Dump empty words. 'Just,' 'suddenly,' and 'then' –- the list goes on. Empty words serve the same function as 'um' does in a bad speech. They're filler –- empty calories padding the word count. Do you really need them? "But 'just' isn't 'empty!'" you say. "We use it in speech all the time!" True, but in speech 'just' is usually emphasized through inflection. In writing that inflection is missing. Unless you're showing progression of steps, 'then,' 'next,' and 'now' are also filler.  Use empty words sparingly to achieve the impact they have in speech. Trim empty words for leaner prose.

Focus sentences. What is the subject doing? It's easier to consider this when writing fiction. What is the character doing? Readers care less about what is being done to the subject or character. Which is more engaging, "the rocks were collected by geology students" or "geology students collected the rocks"? Don’t bury the action in the sentence. Zero in on it instead.

Comb through your manuscript. Cut unnecessary, unfocused words. Instead of, "in addition, there were some people who disagreed," try "some people disagreed." Rearrange sentences beginning with "there was" or "there were." Instead of "there was a stray dog barking at us," restructure to focus on the action. "A stray dog barked at us."

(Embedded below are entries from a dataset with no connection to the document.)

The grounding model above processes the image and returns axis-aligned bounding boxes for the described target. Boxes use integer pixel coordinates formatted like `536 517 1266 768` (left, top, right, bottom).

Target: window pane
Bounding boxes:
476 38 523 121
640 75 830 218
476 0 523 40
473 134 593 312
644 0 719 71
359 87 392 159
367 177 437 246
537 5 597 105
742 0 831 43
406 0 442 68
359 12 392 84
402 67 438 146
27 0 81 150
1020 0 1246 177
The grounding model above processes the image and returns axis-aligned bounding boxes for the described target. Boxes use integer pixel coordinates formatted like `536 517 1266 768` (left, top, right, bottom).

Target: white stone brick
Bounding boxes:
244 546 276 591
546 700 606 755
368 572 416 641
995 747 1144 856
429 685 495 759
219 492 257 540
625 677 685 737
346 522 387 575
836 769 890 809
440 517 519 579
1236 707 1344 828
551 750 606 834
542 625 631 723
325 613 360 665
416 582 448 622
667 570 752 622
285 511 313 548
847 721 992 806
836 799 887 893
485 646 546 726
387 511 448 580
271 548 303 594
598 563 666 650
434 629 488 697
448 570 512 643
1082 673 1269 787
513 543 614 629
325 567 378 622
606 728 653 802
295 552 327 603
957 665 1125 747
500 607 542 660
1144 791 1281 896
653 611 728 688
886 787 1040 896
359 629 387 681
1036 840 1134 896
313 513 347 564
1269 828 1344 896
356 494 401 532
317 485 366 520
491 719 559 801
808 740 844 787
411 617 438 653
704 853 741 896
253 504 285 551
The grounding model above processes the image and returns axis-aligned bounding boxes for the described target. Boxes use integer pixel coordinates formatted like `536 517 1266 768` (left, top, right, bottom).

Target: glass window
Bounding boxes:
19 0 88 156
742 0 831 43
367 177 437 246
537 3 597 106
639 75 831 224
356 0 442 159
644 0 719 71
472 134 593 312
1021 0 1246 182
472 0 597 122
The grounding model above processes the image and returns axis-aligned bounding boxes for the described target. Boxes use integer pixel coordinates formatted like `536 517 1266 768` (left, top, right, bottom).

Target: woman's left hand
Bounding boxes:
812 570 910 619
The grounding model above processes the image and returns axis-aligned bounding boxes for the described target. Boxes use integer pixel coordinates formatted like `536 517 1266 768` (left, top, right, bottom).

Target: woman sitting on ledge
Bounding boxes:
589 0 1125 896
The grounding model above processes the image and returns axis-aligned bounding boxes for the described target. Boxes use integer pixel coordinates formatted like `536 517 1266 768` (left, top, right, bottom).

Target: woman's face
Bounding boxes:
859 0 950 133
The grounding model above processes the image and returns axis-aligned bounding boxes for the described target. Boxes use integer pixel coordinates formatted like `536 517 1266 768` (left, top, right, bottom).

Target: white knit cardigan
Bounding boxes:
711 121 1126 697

Paint images. Don't tell how something was, show it. Engage the reader. Rephrase "thousands of butterflies were everywhere" as "Monarch butterflies coated the fence and covered every rock." Be specific. Get out your thesaurus and have fun coming up with the exact word to express your thought. Readers breeze through concise, vivid writing like a boat slicing through the water.

Consider sentence length and vocabulary. This is especially important if you're writing for children because multi-syllable words bump up reading level. Using many three- and four-syllable words in several long sentences raises reading level quickly. Even if you don't write for children, varying sentence length creates a rhythm in writing. Shorten sentences to add impact. Longer sentences slow down the reader and help ease the flow of the story. Divide long or compound sentences into two for better clarity, and use punctuation with purpose. Your goal is to entertain, not to overwhelm.

Review draft manuscripts with the above items in mind. Write tightly and aim for clarity. Readers feel your caring when you KISS them.